Last Updated Dec 4, 2019 at 6:29 am MST

CALGARY (660 NEWS) – As school boards around Alberta grapple with reduced funding from the province, some are looking for creative solutions to make up budget shortfall–including dipping into maintenance reserves.

Education Minister Adriana LaGrange said the province will allow boards one-time access to the funds–which are meant to keep schools in good repair–and use the money to supplement the cash flow dedicated to classroom costs.

The Calgary Board of Education (CBE) applied to access $15 million from an infrastructure and maintenance grant, which the province approved. At a Tuesday meeting to discuss using the $15 million, the CBE superintendent said the board will know more in the coming days and will have a clearer picture during a Dec. 10 budget update.

However, it’s unclear how–if at all–the money will impact the decision to layoff 300 hundred teachers.

RELATED: Laid-off CBE teachers learn what’s next for them

The Alberta Teachers Association (ATA) says the ability to access money is a big help, but it’s only a bandaid solution.

“I was worried about the impact of the cuts that were going to happen to my colleagues in Calgary and the effects that it would have on their classrooms, but I also recognize that this is a temporary measure and it’s not a long-term solution. And that’s really what needs to be found,” said ATA President Jason Schilling.

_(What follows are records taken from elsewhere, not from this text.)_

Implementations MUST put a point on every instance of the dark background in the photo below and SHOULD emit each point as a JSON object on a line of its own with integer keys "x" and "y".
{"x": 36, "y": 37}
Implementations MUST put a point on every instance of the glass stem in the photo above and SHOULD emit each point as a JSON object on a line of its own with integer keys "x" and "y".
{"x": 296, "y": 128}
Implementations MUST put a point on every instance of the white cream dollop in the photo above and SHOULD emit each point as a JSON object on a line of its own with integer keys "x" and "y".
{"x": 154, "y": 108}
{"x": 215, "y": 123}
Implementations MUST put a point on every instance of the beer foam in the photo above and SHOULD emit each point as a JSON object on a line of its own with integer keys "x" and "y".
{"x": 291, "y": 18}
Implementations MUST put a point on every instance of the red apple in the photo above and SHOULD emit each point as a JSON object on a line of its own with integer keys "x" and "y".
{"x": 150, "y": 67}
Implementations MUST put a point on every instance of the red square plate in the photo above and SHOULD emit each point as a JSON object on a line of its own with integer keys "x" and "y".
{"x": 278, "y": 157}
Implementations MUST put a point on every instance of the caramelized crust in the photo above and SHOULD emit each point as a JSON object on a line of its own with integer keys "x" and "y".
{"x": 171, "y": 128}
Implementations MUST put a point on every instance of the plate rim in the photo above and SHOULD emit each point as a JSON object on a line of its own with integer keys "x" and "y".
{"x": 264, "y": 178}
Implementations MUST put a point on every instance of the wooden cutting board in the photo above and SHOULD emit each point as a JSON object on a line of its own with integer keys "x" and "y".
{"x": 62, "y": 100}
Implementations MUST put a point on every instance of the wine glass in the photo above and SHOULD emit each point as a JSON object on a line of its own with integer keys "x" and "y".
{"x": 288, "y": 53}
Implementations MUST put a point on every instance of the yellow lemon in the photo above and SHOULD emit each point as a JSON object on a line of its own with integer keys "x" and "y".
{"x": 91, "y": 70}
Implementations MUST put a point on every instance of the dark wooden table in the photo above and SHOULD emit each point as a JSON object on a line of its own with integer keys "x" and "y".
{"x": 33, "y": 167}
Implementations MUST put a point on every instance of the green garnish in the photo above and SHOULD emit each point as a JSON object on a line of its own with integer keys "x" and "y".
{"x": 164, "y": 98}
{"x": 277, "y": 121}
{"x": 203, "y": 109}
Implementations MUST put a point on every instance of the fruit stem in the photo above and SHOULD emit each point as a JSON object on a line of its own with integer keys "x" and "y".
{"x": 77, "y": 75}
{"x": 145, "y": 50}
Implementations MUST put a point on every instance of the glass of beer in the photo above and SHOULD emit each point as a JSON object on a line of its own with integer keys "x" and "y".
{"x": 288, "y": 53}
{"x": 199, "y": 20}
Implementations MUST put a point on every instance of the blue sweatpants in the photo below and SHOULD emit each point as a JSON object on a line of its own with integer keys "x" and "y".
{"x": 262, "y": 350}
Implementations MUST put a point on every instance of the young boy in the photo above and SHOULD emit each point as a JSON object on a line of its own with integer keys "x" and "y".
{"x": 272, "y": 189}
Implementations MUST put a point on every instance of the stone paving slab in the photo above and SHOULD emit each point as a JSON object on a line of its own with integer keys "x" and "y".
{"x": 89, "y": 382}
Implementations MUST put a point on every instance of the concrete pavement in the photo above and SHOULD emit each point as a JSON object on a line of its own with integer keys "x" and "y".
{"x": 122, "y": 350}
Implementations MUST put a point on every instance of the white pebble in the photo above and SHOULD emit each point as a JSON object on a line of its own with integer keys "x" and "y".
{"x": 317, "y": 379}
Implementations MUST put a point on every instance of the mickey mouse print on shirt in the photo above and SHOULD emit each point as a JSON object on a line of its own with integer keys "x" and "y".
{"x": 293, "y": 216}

Education critic, NDP’s Sarah Hoffman, is concerned that dipping into maintenance funds could put student safety at risk should something happen to a campus building.

“You’re laying off the roofer and plumber and the electrician to try to not layoff the teacher and the educational assistant. I understand why people might feel like that’s the best choice, but, in my opinion, the best choice is just for the education minister to reverse the cuts and fund education properly,” said Hoffman.

Schilling says local school boards have seen cuts to their maintenance budget for the last number of years, and there are certainly some schools in the province that are in need of repairs and upgrades. But he argues they need to make sure that “students have a future in front of them” as well.

Hoffman added that most people she’s heard from are not impressed with the education cuts, as they were assured education would be kept a priority in the October budget.

“I have heard from many folks that are deeply concerned about a broken promise–the fact that they were told that there would be maintained or increased education funding. What we’ve seen instead is that most boards that are speaking up have been talking about cuts.”

READ MORE: Education Minister orders audit of CBE finances; ATA refutes claims of mismanagement

The CBE’s budgets have been scrutinized recently by the UCP, with the board facing an audit after the government accused it of overspending.

The audit will be the second the CBE has faced in recent years. The NDP reviewed the boards spending when the party formed government and Hoffman doesn’t think the UCP will find anything particularly scandalous in the investigation.

“I believe if they fired everyone who works in HR, if they fired everyone who works in procurement and those types of things, you still couldn’t make up for that [$30-million] funding shortfall from the provincial government.”